Ab wann gelten Hunde als erwachsen?
über geistige Reife – Teil II
Forscher führten umfangreiche Schlafanalysen durch um rauszufinden wann die Reifungsprozesse im Gehirn bei Hunden abgeschlossen sind und der Hund als „reif” oder erwachsen betrachtet werden kann.
Junge Welpen (Hunde im Alter von 2–3 Monaten) verbringen einen erheblichen Teil ihres Schlafes im sogenannten Traum- oder REM-Schlaf. Sie treffen in diesem Alter immer wieder auf Neues und lernen in diesem Zeitraum am intensivsten, wie ihre Umgebung funktioniert. Dieses intensive Lernen zeigt sich nachweislich auch auf neuronaler Ebene zu zeigen, da die REM-Phase mitverantwortlich für das Lernen und Verarbeiten von Informationen ist. Mit dem Heranwachsen reduziert sich die im REM-Schlaf verbrachte Zeitdauer bis zum Alter von ca. 6 Monaten, danach ändert sich die nicht mehr.
Die im Tiefschlaf verbrachte Schlafdauer zeigte bei Hunden jedoch ein anderes Muster als bei Menschen: diese änderte sich bei Hunden mit dem Heranwachsen nämlich nicht – entgegen der Vermutung der Forscher, die gemäβ den Ergebnissen früherer Schlafstudien an Säugetieren annahmen, dass ältere Hunde weniger Zeit im Tiefschlaf verbringen würden.

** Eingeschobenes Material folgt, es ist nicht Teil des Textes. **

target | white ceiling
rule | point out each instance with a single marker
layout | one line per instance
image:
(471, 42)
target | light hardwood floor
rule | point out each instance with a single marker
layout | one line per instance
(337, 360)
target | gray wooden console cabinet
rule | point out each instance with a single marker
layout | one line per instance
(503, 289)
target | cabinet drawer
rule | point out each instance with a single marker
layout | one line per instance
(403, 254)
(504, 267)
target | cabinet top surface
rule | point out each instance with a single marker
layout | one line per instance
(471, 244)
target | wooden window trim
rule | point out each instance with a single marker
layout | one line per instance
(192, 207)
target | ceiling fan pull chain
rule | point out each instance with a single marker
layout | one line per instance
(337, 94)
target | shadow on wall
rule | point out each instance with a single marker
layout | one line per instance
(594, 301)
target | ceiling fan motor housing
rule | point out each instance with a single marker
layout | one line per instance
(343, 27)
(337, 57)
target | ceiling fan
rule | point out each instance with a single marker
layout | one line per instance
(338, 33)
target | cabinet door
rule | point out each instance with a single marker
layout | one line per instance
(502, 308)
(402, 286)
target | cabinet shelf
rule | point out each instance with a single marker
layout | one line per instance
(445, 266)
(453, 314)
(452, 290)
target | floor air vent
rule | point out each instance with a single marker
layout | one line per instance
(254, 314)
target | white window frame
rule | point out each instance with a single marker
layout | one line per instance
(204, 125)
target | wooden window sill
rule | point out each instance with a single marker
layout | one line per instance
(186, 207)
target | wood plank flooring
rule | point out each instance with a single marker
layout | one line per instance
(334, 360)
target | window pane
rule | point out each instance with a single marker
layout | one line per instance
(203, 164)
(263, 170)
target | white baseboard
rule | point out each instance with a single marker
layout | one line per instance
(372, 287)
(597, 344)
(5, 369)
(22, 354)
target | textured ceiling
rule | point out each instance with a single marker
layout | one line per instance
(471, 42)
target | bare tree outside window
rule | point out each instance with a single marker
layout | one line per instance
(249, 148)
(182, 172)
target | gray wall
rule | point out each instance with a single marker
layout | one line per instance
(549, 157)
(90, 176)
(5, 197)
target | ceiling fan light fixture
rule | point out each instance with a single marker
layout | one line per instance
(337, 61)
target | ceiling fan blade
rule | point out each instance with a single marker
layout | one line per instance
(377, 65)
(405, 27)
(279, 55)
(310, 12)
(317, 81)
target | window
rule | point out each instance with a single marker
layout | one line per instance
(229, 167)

Einer anderen Vermutung entsprechend, nimmt jedoch die sogenannte Slow-Wave-Aktivität mit dem Heranwachsen (zwischen dem 8. und 14. Lebensmonat) auch bei den Hunden ab. Bei Menschen passiert das im Laufe der Pubertät, bei den Hunden etwa in dem 8. Lebensmonat.
Die Ergebnisse zeigten, dass es sowohl Schlafparameter gibt, die sich in der Adoleszenz stabilisieren, als auch solche, die sich weiterhin, selbst nach dem Erreichen des 1-Jahres-Marke, noch verändern.
Konkret bedeutet dies, dass die Reifungsprozesse im Gehirn des Hundes mit einem Jahr in den meisten Fällen noch nicht vollständig abgeschlossen sind und das zentrale Nervensystem des Hundes folglich noch nicht komplett entwickelt ist.
Bei uns Menschen sieht es sehr ähnlich aus: die Entwicklung des Nervensystems dauert weit ins „junge Erwachsenenalter“ hinein, wobei sich die „weiße Substanz” sogar bis in die späten 20er Jahre entwickelt. Die mit dem 18. Lebensjahr offiziell erreichte Volljährigkeit ist somit nicht mit der Vollendung des Nervensystems gleichzusetzen.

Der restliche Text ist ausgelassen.